Dissipative cat qubits are a promising physical platform for quantum computing, since their large noise bias can enable more hardware-efficient quantum error correction. In this work we theoretically study the long-term prospects of a hybrid cat-transmon quantum computing architecture where dissipative cat qubits play the role of data qubits, and error syndromes are measured using ancillary transmon qubits. The cat qubits' noise bias enables more hardware-efficient quantum error correction, and the use of transmons allows for practical, high-fidelity syndrome measurement.
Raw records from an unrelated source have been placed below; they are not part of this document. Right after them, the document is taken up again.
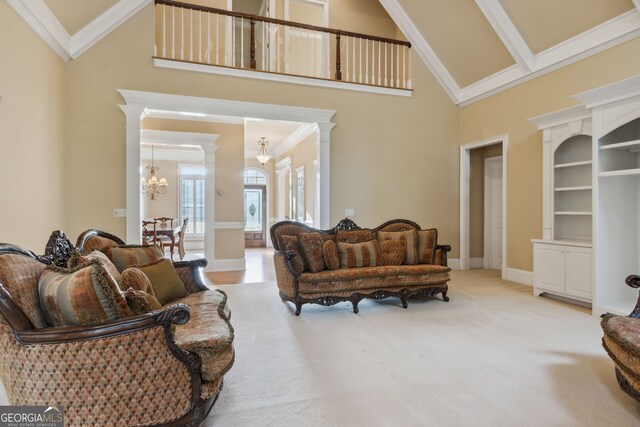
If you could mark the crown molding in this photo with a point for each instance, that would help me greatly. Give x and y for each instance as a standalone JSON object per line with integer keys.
{"x": 193, "y": 117}
{"x": 299, "y": 135}
{"x": 507, "y": 32}
{"x": 240, "y": 109}
{"x": 40, "y": 18}
{"x": 166, "y": 137}
{"x": 45, "y": 24}
{"x": 283, "y": 164}
{"x": 423, "y": 49}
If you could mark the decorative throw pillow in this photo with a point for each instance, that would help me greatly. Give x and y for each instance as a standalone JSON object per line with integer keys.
{"x": 141, "y": 302}
{"x": 85, "y": 295}
{"x": 311, "y": 245}
{"x": 392, "y": 252}
{"x": 77, "y": 259}
{"x": 409, "y": 238}
{"x": 330, "y": 255}
{"x": 134, "y": 278}
{"x": 427, "y": 241}
{"x": 165, "y": 280}
{"x": 98, "y": 243}
{"x": 132, "y": 255}
{"x": 356, "y": 236}
{"x": 366, "y": 254}
{"x": 290, "y": 243}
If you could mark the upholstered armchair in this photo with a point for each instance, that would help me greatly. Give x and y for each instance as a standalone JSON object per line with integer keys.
{"x": 622, "y": 342}
{"x": 130, "y": 371}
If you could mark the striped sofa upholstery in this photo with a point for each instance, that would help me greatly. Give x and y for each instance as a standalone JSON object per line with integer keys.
{"x": 423, "y": 272}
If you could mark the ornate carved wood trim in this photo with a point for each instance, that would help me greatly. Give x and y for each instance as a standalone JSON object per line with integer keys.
{"x": 82, "y": 238}
{"x": 356, "y": 297}
{"x": 59, "y": 249}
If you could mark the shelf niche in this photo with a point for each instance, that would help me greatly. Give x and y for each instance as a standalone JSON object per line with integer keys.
{"x": 572, "y": 201}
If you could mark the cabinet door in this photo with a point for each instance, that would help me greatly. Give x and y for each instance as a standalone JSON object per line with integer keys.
{"x": 548, "y": 267}
{"x": 579, "y": 279}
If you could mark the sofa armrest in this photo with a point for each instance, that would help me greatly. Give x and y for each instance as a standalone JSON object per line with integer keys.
{"x": 634, "y": 282}
{"x": 441, "y": 254}
{"x": 286, "y": 276}
{"x": 119, "y": 363}
{"x": 191, "y": 274}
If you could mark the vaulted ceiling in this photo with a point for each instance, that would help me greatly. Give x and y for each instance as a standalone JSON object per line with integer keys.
{"x": 475, "y": 48}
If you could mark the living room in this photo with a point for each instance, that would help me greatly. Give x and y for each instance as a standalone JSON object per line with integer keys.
{"x": 70, "y": 111}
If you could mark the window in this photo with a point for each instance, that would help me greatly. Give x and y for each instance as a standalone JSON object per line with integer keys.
{"x": 192, "y": 198}
{"x": 300, "y": 214}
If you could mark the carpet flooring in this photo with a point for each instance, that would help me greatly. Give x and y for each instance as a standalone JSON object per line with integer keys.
{"x": 493, "y": 356}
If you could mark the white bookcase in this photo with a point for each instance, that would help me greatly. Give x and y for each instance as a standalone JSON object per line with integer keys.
{"x": 562, "y": 259}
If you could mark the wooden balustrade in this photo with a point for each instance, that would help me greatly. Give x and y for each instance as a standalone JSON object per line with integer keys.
{"x": 192, "y": 33}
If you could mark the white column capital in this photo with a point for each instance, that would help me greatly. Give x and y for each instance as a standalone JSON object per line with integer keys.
{"x": 325, "y": 132}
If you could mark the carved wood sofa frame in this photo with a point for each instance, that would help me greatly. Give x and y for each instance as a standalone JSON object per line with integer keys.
{"x": 57, "y": 251}
{"x": 285, "y": 272}
{"x": 632, "y": 281}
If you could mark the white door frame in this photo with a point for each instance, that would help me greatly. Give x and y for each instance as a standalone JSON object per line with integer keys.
{"x": 488, "y": 249}
{"x": 465, "y": 184}
{"x": 139, "y": 105}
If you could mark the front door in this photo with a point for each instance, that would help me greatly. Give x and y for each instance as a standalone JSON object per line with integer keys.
{"x": 255, "y": 213}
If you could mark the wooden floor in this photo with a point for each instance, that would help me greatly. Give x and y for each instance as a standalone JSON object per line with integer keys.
{"x": 259, "y": 269}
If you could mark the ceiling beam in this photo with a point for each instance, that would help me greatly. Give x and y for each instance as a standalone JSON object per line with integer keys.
{"x": 422, "y": 48}
{"x": 508, "y": 33}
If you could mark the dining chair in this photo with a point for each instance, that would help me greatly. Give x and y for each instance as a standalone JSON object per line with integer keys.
{"x": 165, "y": 222}
{"x": 149, "y": 235}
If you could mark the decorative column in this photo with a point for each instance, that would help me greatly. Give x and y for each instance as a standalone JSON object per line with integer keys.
{"x": 134, "y": 115}
{"x": 209, "y": 204}
{"x": 282, "y": 168}
{"x": 324, "y": 170}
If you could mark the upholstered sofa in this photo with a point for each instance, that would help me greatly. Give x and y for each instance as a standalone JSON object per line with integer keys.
{"x": 622, "y": 342}
{"x": 164, "y": 367}
{"x": 300, "y": 286}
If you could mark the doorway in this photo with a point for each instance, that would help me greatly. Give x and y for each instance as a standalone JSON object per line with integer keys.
{"x": 492, "y": 258}
{"x": 496, "y": 233}
{"x": 255, "y": 208}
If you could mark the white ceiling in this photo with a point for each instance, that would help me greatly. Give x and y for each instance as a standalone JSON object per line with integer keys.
{"x": 475, "y": 48}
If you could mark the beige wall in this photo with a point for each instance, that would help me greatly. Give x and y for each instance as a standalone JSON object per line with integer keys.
{"x": 390, "y": 156}
{"x": 228, "y": 177}
{"x": 32, "y": 89}
{"x": 476, "y": 197}
{"x": 507, "y": 113}
{"x": 303, "y": 154}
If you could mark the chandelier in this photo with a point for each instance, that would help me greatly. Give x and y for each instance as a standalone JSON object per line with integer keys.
{"x": 154, "y": 187}
{"x": 263, "y": 154}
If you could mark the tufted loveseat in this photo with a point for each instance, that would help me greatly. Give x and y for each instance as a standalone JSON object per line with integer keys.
{"x": 329, "y": 287}
{"x": 164, "y": 367}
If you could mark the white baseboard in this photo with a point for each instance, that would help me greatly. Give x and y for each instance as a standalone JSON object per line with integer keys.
{"x": 226, "y": 265}
{"x": 520, "y": 276}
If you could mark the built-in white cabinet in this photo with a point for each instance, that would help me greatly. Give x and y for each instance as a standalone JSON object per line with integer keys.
{"x": 562, "y": 259}
{"x": 562, "y": 269}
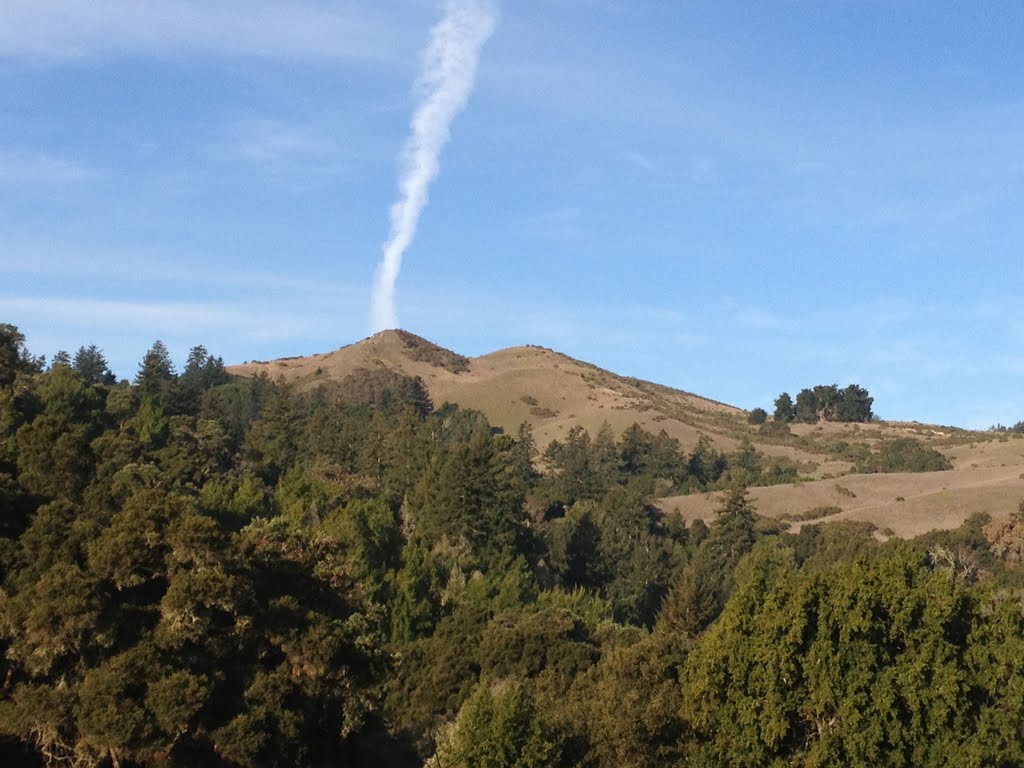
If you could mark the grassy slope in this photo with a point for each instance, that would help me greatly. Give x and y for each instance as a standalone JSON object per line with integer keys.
{"x": 554, "y": 392}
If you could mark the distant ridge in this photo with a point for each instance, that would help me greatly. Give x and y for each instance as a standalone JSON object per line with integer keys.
{"x": 550, "y": 390}
{"x": 553, "y": 393}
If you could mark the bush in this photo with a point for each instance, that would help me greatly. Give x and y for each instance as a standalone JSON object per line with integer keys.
{"x": 904, "y": 455}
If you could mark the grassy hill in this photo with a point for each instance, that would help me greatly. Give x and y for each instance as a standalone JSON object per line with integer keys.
{"x": 554, "y": 392}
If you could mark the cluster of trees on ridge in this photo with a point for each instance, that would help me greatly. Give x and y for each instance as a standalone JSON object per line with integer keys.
{"x": 197, "y": 569}
{"x": 827, "y": 401}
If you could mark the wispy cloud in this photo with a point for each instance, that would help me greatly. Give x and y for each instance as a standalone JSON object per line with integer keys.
{"x": 275, "y": 140}
{"x": 83, "y": 29}
{"x": 29, "y": 168}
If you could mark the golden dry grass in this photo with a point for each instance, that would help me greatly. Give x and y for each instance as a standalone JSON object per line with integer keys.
{"x": 554, "y": 392}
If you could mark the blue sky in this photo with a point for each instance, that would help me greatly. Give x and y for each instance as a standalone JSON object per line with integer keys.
{"x": 734, "y": 199}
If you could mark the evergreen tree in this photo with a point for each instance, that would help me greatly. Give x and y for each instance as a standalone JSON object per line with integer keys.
{"x": 785, "y": 411}
{"x": 91, "y": 366}
{"x": 156, "y": 372}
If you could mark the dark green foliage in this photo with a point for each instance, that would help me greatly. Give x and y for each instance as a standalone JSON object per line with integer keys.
{"x": 785, "y": 410}
{"x": 197, "y": 570}
{"x": 14, "y": 356}
{"x": 852, "y": 403}
{"x": 156, "y": 373}
{"x": 91, "y": 366}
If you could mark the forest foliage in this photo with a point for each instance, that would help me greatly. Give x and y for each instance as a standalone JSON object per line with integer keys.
{"x": 199, "y": 569}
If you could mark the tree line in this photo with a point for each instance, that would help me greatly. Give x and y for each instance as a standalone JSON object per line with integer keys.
{"x": 826, "y": 401}
{"x": 199, "y": 569}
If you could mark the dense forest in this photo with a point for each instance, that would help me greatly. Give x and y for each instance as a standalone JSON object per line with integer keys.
{"x": 205, "y": 570}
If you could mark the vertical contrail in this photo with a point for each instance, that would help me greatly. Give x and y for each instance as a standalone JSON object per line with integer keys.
{"x": 446, "y": 78}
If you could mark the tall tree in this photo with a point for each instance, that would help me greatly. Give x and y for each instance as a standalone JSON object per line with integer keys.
{"x": 155, "y": 372}
{"x": 14, "y": 356}
{"x": 91, "y": 365}
{"x": 785, "y": 411}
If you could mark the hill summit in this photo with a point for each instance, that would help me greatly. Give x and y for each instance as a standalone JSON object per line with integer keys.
{"x": 551, "y": 391}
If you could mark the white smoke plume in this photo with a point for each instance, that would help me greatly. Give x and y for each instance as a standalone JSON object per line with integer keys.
{"x": 445, "y": 79}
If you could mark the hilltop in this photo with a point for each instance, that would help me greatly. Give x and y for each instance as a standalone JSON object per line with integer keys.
{"x": 554, "y": 392}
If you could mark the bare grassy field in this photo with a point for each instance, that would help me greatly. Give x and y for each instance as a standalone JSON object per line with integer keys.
{"x": 554, "y": 392}
{"x": 906, "y": 504}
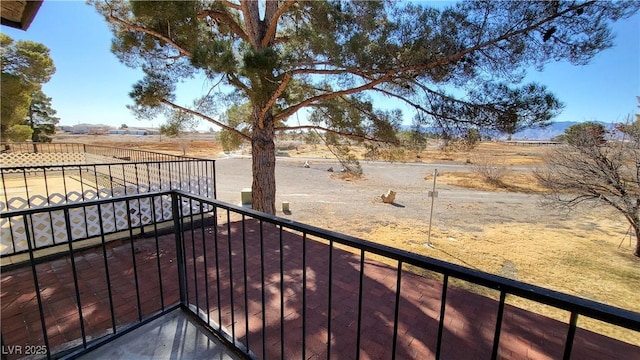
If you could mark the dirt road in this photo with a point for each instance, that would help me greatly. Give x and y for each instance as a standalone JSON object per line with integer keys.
{"x": 319, "y": 197}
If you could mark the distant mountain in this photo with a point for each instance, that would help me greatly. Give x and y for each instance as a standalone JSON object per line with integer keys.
{"x": 550, "y": 131}
{"x": 536, "y": 133}
{"x": 546, "y": 133}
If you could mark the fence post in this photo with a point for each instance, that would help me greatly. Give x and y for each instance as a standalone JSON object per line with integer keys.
{"x": 177, "y": 230}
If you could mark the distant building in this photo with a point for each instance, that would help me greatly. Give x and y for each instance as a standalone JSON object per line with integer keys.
{"x": 134, "y": 131}
{"x": 90, "y": 129}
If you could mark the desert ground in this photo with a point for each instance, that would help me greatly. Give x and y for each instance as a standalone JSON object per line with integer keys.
{"x": 502, "y": 229}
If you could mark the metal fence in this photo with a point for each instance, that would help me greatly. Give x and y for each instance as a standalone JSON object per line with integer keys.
{"x": 274, "y": 288}
{"x": 9, "y": 150}
{"x": 30, "y": 187}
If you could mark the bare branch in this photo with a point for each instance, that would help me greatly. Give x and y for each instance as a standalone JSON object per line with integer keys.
{"x": 292, "y": 109}
{"x": 227, "y": 20}
{"x": 273, "y": 20}
{"x": 321, "y": 128}
{"x": 231, "y": 5}
{"x": 272, "y": 100}
{"x": 205, "y": 117}
{"x": 159, "y": 36}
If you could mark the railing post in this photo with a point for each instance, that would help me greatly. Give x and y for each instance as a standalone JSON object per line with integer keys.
{"x": 177, "y": 230}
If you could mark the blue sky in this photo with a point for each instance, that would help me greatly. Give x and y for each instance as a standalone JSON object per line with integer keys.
{"x": 92, "y": 86}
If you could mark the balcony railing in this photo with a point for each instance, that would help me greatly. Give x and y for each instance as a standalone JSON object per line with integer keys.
{"x": 275, "y": 288}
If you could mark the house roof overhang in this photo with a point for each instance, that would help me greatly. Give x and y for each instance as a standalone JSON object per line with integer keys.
{"x": 19, "y": 13}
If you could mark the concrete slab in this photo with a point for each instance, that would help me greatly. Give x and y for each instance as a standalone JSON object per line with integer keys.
{"x": 173, "y": 336}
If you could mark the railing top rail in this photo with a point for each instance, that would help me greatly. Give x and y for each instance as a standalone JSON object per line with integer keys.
{"x": 146, "y": 162}
{"x": 590, "y": 308}
{"x": 614, "y": 315}
{"x": 85, "y": 146}
{"x": 144, "y": 151}
{"x": 31, "y": 211}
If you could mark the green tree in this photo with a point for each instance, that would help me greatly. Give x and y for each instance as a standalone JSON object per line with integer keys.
{"x": 331, "y": 56}
{"x": 26, "y": 65}
{"x": 41, "y": 117}
{"x": 591, "y": 172}
{"x": 177, "y": 124}
{"x": 236, "y": 117}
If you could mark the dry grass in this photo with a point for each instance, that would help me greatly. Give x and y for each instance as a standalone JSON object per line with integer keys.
{"x": 523, "y": 182}
{"x": 591, "y": 267}
{"x": 580, "y": 259}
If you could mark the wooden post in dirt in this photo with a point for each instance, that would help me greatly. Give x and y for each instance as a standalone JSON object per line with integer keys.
{"x": 433, "y": 194}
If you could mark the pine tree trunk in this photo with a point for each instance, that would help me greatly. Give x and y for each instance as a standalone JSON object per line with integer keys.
{"x": 263, "y": 154}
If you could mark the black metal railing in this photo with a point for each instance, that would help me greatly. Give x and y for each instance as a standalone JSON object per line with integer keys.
{"x": 275, "y": 288}
{"x": 106, "y": 152}
{"x": 43, "y": 186}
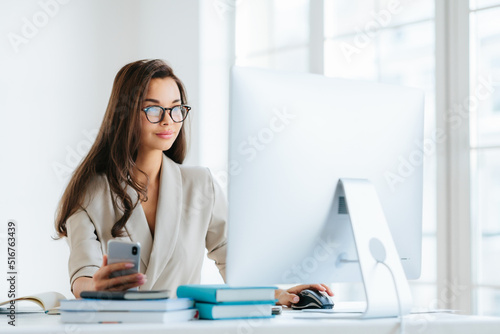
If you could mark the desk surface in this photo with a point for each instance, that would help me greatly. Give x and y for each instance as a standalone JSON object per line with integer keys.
{"x": 416, "y": 323}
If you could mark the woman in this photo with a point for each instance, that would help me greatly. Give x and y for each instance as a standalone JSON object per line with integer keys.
{"x": 132, "y": 186}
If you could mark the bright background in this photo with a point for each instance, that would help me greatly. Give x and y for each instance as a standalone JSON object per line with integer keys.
{"x": 56, "y": 79}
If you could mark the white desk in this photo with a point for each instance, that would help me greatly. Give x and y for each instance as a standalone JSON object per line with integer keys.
{"x": 415, "y": 324}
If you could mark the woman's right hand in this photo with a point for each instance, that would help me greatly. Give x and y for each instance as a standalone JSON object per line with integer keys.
{"x": 102, "y": 282}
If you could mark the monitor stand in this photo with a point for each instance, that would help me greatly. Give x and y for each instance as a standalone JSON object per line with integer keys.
{"x": 381, "y": 270}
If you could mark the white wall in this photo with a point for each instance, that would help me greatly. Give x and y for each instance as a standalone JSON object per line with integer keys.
{"x": 53, "y": 93}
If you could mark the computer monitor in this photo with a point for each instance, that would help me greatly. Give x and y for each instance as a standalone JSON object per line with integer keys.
{"x": 292, "y": 136}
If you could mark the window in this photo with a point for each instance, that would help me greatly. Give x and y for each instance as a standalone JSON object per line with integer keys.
{"x": 379, "y": 41}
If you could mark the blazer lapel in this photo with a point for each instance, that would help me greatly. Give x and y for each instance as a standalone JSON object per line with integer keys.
{"x": 138, "y": 229}
{"x": 168, "y": 219}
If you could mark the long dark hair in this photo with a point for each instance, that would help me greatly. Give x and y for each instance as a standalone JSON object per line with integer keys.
{"x": 115, "y": 149}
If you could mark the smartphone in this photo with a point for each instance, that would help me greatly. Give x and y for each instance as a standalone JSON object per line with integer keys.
{"x": 122, "y": 251}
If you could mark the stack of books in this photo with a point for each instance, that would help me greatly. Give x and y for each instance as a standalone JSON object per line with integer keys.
{"x": 127, "y": 307}
{"x": 223, "y": 302}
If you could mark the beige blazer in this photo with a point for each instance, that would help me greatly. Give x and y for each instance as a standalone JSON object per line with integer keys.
{"x": 191, "y": 215}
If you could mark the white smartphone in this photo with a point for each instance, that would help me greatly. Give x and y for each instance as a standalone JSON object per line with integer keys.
{"x": 122, "y": 251}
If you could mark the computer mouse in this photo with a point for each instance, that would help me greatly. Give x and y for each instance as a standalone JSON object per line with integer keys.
{"x": 311, "y": 299}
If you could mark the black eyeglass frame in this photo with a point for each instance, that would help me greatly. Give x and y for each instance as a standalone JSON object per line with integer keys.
{"x": 169, "y": 113}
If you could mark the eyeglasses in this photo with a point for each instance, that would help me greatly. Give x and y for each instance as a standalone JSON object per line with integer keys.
{"x": 155, "y": 114}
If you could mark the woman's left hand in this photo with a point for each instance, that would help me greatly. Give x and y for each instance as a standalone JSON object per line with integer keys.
{"x": 289, "y": 297}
While correction of the dominant cat Z errors with a repetition code has recently been demonstrated in experiment, here we show how the architecture can be scaled beyond a repetition code. In particular, we propose a cat-transmon entangling gate that enables the correction of residual cat X errors in a thin rectangular surface code, so that logical error can be arbitrarily suppressed by increasing code distance. We numerically estimate logical memory performance, finding significant overhead reductions in comparison to architectures without biased noise. For example, with current state-of-the-art coherence, physical error rates of \\(10^{-3}\\) and noise biases in the range \\(10^{3} - 10^{4}\\) are achievable. With this level of performance, the qubit overhead required to reach algorithmically-relevant logical error rates with the cat-transmon architecture matches that of an unbiased-noise architecture with physical error rates in the range \\(10^{-5} - 10^{-4}\\).